その言葉の意味を知るほどに、銀行はつねに、
いかにして自分たちの立場を有利にしようとしているか、
しか考えていない、ということがわかってきます。
①「裸」(はだか)貸し
「あの会社、“裸”はいくらだ?」
元銀行マンの書いた小説には、このセリフがよく登場します。
これは、
「あの会社に、担保なしで貸しているお金はいくらだ?」
という意味です。
担保なしで融資していることを、「裸」(はだか)貸し、
と言うのです。
担保なく、「裸」で貸すことは、
銀行にとってはリスクがある融資だ、ということです。
回収の危機に陥った時、「裸」貸しがあると、
回収不能の可能性が出てきます。
そうなると、
担当者やその上司、支店長の個人成績に響くのです。
なので、融資の際には、とにかく担保を要求してきたのです。
しかし、それも融資があっての話しです。
今や融資そのものが、他の銀行との奪い合いです。
「うちなら担保なしでお貸ししますよ!」
と、「裸」貸しが当たり前のようになってきました。
何事も、競争が過剰になると、安売りするしかないのです。
裸貸しが当たり前でも、なるべく担保をとりたい銀行員
なのに、いまだに「お金を借りるには担保がいる」
と思い込んでいる経営者もいます。
「今はもう、担保なしで借りれる時代ですよ!」
と言っても、
「いや、うちにくる銀行員は、
担保がなくては貸せない、て言いますよ。

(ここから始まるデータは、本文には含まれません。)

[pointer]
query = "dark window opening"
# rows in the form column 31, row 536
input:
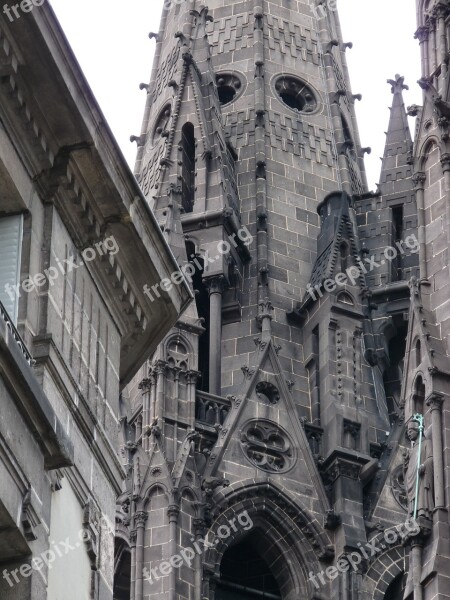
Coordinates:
column 122, row 575
column 418, row 353
column 188, row 167
column 245, row 575
column 394, row 373
column 397, row 220
column 293, row 100
column 396, row 589
column 226, row 94
column 202, row 303
column 397, row 234
column 419, row 396
column 344, row 252
column 296, row 94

」
と反論する方がいるのです。
「それは社長がそう思い込んでいるだけですよ!
ところで何行と取引しているんですか?」と尋ねると、
「1行です。」と返ってきました。
結局、昔からのつきあいだから、
と1行取引にこだわっているのです。
銀行にしたら、競争相手がいないのですから、
どうとでも言えます。
「担保なしで借りれないのか?」と言っても、
「いやぁ、担保がなくては貸せないですねぇ。」で終わりです。
担保なしの、「裸」貸しが当たり前の時代になったとはいえ、
それでも銀行員はできることなら、
担保をとりたい、と考えています。
自分の立場を守るには、当然なのです。
次に担保の話しをする際には、
「今回も“裸”で貸してくださいよ!」
と言ってみてください。
銀行員は、自分たちだけの業界用語のはずなのに、
と、ドキッとするかもしれません。